Yale Daily News

During a Sunday afternoon screening of “Black Swan” at the Whitney Humanities Center, an unidentified elderly man repeatedly clapped disruptively and subsequently performed what witnesses described as a Nazi salute.

The man reportedly stood up and began clapping about halfway into the 108 minute-long movie. The man, who audience members said sat near the front row, made strange hand gestures in front of the screen — including raising fingers to represent numbers — and eventually performed a silent Nazi salute before briefly leaving the theater, four eyewitnesses told the News.

Yonatan Zeff ’18 said he witnessed the man repeatedly clap loudly and spontaneously, extend his arm in a Nazi salute and then exit the theater temporarily.

“I saw the Hitler salute. It was very obvious and clear what he was doing, and it was really uncomfortable to see,” Zeff said. “Then he left, and I was hoping he left, period. But he came back about 10 minutes later.”

Chris Halsted, a Yale Police Department patrol sergeant on duty, told the News early Monday morning that police are investigating the incident.

William Nixon ’19, another attendee, also said he saw a man stand up roughly 20 minutes before the end of the movie and perform a Nazi salute. The man then left the theater but later returned to his seat, Nixon said.

He added that the man appeared to be either drunk or mentally ill.

One student in the audience said “F – – k you” to the man once he initiated the gesture, according to Alexander Bailey ’17, who attended the screening.

“It was frightening,” Bailey said of the gesture. “I had a moment of ‘Oh Sh-t’ seeing that sort of thing being real rather than being idiots on Twitter … I’m not saying that this guy was involved with the alt-right, because neither of us knows that and it would be idiotic to say anything like that, but that was just the immediate connection for me.”

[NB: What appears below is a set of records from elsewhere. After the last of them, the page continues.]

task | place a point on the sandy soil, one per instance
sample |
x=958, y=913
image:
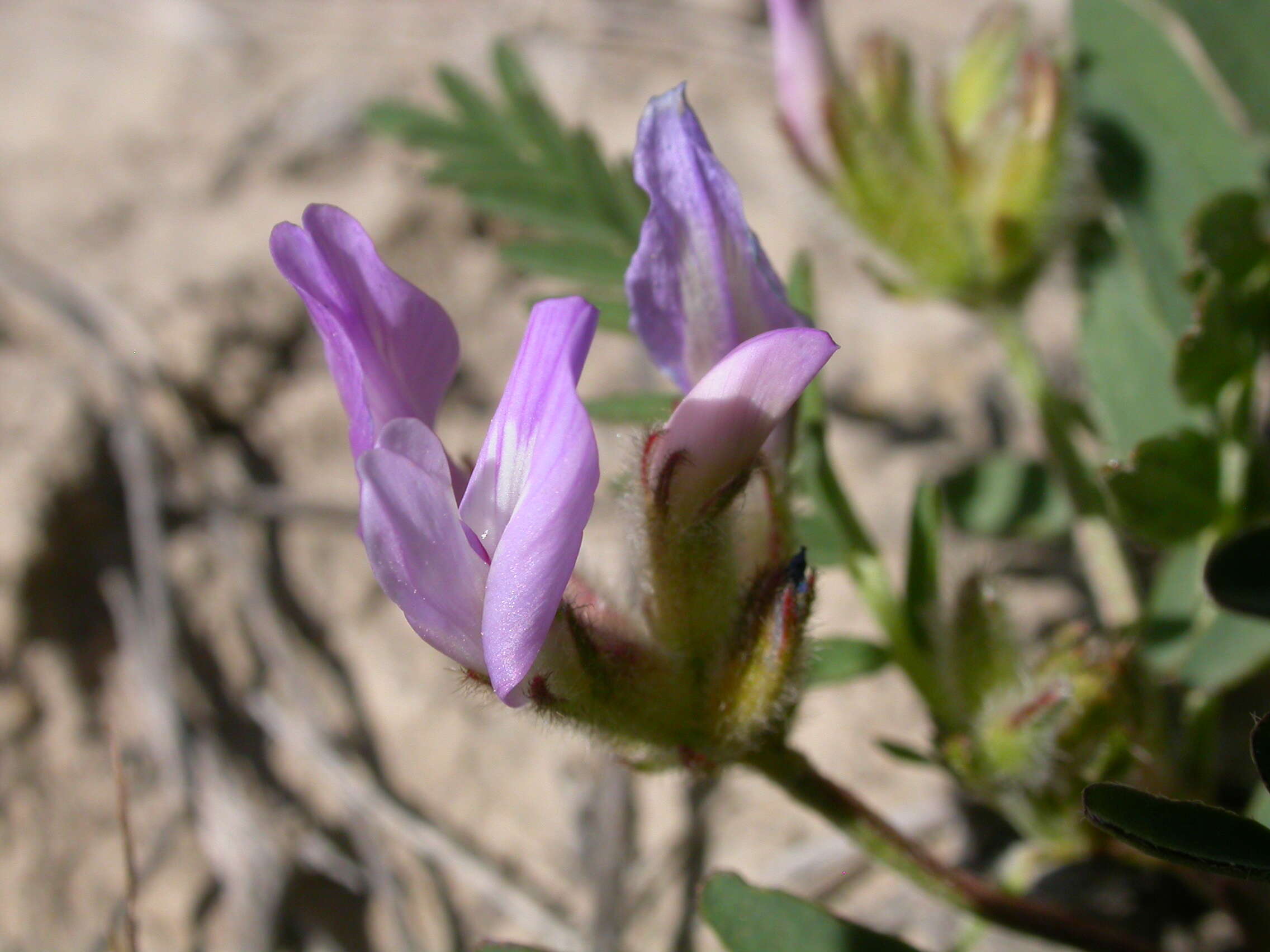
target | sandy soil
x=323, y=782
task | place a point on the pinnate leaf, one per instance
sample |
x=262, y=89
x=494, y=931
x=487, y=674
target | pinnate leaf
x=833, y=660
x=1168, y=491
x=1185, y=833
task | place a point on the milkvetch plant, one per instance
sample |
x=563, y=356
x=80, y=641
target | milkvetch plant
x=964, y=184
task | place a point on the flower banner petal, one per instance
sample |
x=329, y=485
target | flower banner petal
x=718, y=430
x=391, y=348
x=699, y=283
x=533, y=489
x=418, y=548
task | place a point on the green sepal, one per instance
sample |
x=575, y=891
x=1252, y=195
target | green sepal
x=1169, y=489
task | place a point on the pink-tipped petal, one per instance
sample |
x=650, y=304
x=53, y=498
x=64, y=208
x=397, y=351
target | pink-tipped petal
x=533, y=489
x=804, y=79
x=418, y=548
x=699, y=282
x=390, y=347
x=718, y=430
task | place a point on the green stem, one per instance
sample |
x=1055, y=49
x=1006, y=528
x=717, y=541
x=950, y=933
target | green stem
x=795, y=775
x=1105, y=567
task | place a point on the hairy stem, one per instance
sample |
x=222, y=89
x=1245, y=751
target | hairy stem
x=795, y=775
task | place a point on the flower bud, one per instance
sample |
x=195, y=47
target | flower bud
x=986, y=72
x=703, y=458
x=1070, y=719
x=958, y=191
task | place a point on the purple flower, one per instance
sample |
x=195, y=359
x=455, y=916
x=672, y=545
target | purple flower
x=390, y=348
x=480, y=579
x=718, y=430
x=699, y=283
x=804, y=80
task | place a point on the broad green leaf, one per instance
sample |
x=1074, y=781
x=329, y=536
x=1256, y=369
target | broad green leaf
x=1260, y=747
x=1231, y=649
x=1232, y=302
x=632, y=408
x=1169, y=489
x=833, y=660
x=1177, y=593
x=1259, y=806
x=1239, y=573
x=821, y=536
x=1004, y=496
x=1164, y=144
x=1185, y=833
x=1236, y=35
x=748, y=920
x=1128, y=355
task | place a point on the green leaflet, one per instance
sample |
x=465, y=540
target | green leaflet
x=569, y=213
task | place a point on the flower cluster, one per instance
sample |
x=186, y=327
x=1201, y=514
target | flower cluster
x=483, y=563
x=958, y=188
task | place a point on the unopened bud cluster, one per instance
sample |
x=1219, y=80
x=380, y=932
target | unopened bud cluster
x=956, y=184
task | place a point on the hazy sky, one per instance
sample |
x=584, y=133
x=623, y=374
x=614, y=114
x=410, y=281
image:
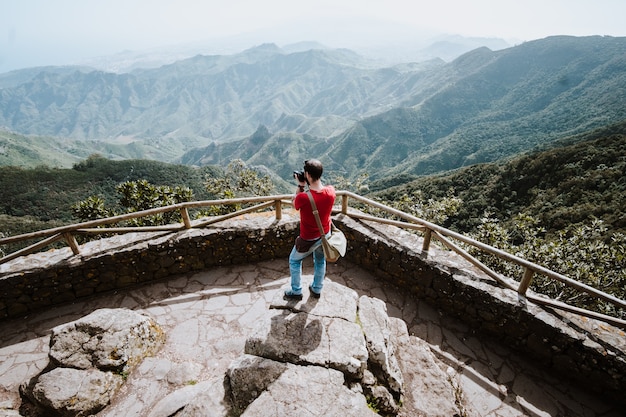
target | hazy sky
x=42, y=32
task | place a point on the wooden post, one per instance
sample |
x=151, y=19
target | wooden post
x=71, y=240
x=525, y=283
x=427, y=235
x=279, y=210
x=185, y=213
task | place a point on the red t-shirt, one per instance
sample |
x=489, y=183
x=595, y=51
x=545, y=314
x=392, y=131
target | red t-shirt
x=324, y=200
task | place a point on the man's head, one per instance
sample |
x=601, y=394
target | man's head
x=314, y=168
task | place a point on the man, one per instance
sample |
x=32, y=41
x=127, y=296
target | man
x=309, y=241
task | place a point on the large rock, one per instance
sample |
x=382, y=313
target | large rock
x=309, y=391
x=305, y=339
x=313, y=357
x=73, y=392
x=107, y=339
x=89, y=359
x=382, y=352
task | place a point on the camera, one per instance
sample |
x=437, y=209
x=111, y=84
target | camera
x=299, y=175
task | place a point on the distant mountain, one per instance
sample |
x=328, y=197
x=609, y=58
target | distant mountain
x=404, y=120
x=482, y=107
x=569, y=182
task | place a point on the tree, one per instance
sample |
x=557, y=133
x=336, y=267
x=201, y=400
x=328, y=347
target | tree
x=137, y=196
x=238, y=181
x=580, y=253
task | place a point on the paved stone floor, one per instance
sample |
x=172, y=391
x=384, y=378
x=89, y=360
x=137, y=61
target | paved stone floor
x=208, y=315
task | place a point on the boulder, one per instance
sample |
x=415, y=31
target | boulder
x=315, y=357
x=382, y=352
x=74, y=392
x=89, y=361
x=107, y=339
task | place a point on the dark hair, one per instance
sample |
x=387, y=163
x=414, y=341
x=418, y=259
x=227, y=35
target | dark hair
x=314, y=168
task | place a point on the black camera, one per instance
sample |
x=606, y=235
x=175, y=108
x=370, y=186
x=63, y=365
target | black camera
x=299, y=175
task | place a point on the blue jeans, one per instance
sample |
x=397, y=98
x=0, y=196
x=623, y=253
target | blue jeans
x=319, y=267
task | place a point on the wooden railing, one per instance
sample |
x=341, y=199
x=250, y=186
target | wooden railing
x=429, y=230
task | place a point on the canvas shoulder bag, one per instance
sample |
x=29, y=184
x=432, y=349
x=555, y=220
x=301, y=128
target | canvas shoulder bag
x=335, y=246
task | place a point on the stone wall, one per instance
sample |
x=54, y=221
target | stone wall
x=439, y=277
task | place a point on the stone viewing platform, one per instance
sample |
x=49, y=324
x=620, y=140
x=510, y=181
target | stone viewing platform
x=220, y=317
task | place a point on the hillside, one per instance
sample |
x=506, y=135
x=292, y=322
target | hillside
x=482, y=107
x=571, y=182
x=31, y=197
x=410, y=119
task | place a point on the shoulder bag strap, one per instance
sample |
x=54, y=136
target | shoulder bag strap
x=317, y=215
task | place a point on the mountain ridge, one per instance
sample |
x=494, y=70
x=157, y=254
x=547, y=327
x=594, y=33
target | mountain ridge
x=411, y=119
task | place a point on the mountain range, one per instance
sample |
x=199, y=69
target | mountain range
x=274, y=108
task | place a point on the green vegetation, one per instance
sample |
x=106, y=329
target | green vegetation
x=560, y=207
x=238, y=180
x=561, y=187
x=42, y=197
x=137, y=196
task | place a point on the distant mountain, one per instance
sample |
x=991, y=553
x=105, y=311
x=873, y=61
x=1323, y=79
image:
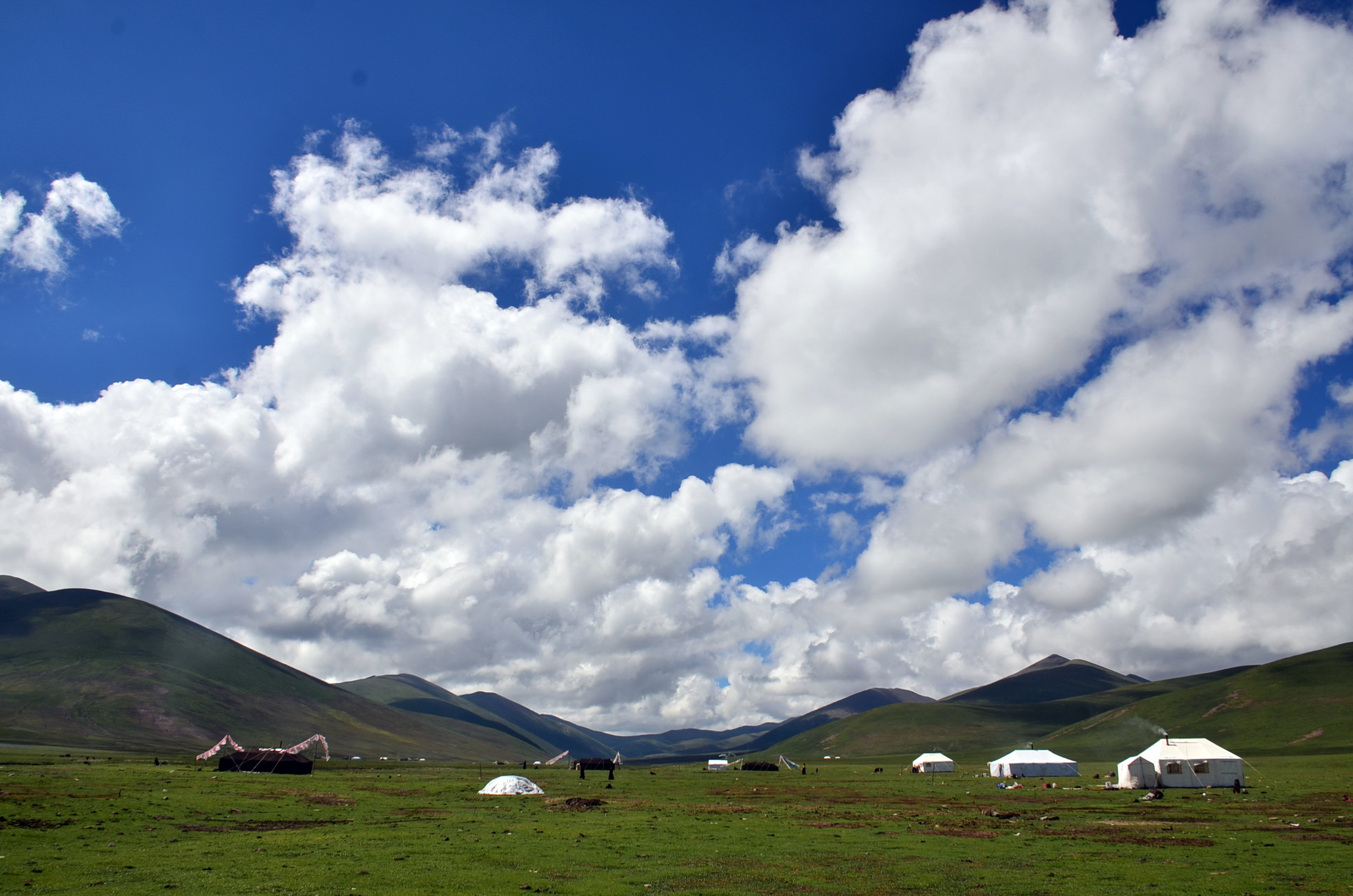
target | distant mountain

Rebecca Karabus ’18, a student assistant at the Yale Film Center and Online Editor for the News, said she reported the man to the police as he was exiting the theater.

The theater’s darkness made it hard for many in the audience to get a clear view of the man. According to attendees interviewed, his clapping routine followed scenes from the movie — about a troubled ballerina’s stage career — in which the main character receives applause. The screening’s attendees estimated that the man interrupted the film three to four times with his clapping.

“It was amusing at first and then as the movie went on it got kind of annoying,” said attendee Kristina Cuello ’20, with regard to the clapping.

Cuello added that she did not personally witness the gesture, but she said the people sitting around her in the theater were noticeably distracted by him and were not paying attention to the movie.

The screening was part of the “Treasures from the Yale Film Archive” series, a Yale Film Study Center program that is free and open to the public. According to estimates from audience members interviewed, the screening was attended by roughly 50 people, around one-fifth of whom were non-Yale students.